Résumé : "Il était tard sur la terre." Ainsi commence, et s'achève, Le pays de l'horizon lointain. Edimbourg, 1768 : Walter Grassie naît au sein d'une famille d'aristocrates écossais. Il reçoit une éducation complète, raffinée et surtout protestante, et se destine à devenir avocat, comme son grand-père. Il va à l'université, s'intéresse à la science et au savoir ainsi qu'au dessin de monnaies anciennes, au sujet desquelles il se questionne : en quoi leur découverte prouve-t-elle quoi que ce soit au sujet de l'Histoire ? Lors de son Grand Tour, Walter assiste à la Révolution Française ? qu'il ne voit pas d'un très bon oeil ? puis fuit pour l'Italie, Venise, l'absinthe et les visites au bordello, l'opium et l'initiation à la franc-maçonnerie.
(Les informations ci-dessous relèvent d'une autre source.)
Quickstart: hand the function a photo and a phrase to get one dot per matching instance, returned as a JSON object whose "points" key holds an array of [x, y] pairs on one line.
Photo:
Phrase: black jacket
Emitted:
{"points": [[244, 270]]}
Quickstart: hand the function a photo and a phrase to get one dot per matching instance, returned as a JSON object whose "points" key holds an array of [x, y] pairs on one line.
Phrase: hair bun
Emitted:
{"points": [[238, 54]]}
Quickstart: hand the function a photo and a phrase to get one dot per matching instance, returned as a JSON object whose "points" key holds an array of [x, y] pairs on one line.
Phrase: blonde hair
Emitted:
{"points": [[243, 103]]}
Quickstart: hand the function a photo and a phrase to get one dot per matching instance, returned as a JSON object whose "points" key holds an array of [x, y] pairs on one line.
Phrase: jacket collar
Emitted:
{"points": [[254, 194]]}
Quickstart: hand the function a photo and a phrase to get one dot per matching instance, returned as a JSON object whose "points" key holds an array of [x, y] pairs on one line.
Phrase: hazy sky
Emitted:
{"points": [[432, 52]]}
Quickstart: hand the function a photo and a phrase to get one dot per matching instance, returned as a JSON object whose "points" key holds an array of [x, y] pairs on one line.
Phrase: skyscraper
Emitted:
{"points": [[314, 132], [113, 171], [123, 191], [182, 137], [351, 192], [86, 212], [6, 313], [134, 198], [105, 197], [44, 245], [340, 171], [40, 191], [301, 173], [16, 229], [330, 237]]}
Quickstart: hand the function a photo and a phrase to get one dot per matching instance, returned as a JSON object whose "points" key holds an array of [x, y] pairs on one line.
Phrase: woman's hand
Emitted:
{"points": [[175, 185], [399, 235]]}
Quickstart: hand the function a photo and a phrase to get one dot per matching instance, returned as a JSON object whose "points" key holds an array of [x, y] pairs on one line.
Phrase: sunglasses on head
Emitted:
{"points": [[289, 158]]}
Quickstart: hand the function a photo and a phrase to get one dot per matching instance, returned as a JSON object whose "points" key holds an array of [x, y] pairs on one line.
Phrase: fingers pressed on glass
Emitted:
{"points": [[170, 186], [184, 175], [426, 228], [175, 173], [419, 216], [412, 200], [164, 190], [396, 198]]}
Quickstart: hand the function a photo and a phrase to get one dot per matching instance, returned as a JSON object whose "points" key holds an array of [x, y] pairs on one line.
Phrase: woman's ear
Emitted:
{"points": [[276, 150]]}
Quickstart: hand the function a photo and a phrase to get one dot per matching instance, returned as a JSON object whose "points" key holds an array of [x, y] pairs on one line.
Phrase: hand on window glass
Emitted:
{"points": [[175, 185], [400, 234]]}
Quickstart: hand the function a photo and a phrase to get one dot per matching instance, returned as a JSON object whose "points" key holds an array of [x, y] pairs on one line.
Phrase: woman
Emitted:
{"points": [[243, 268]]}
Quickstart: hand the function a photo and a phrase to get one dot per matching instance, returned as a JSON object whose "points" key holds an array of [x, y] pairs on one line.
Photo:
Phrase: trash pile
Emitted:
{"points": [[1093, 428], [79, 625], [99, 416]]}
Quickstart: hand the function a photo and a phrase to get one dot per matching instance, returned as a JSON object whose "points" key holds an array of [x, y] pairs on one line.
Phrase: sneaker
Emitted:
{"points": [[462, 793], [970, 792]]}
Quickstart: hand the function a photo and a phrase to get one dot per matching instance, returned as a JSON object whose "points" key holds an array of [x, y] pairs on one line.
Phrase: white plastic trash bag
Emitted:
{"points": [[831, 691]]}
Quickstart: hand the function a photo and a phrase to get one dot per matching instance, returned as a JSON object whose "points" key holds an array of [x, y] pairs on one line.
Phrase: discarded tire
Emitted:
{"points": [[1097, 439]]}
Lorsqu'il rentre finalement en Ecosse, il réfléchit, médite, s'exprime peu, rencontre l'amour : Fiona, qu'il épouse et promet de toujours aimer. Il est écrasé par le chagrin lorsqu'il la perd des années plus tard des suites d'une maladie. Alors que, assis à son bureau en 1818, il prend conscience de la vanité de faire une fiction de sa propre histoire, il est pris d'une crise cardiaque. A travers le récit de la vie d'un aristocrate de la fin du XVIIIe siècle, ce roman aborde les thèmes de la religion et de la politique européenne. Il questionne surtout l'inscription de l'histoire individuelle dans l'Histoire : Eadem, sed aliter, le même, mais différent : voilà ce que sont les grands événements de l'Histoire, voilà ce que sont les petits événements des vies de chacun. Le pays de l'horizon lointain souligne la coïncidence des deux, la rencontre de l'ordinaire et de l'historique, avec une écriture d'une précision implacable où chaque détail, chaque parfum, chaque couleur compte. Dans l'histoire de Walter Grassie et dans l'écriture d'Alain Gnaedig s'instillent également une mélancolie, un aspect mystique où se mêlent extase et noirceur, où "tout est symbole" ? où sont questionnées la nature du monde et du réel, et la place de l'homme en leur sein.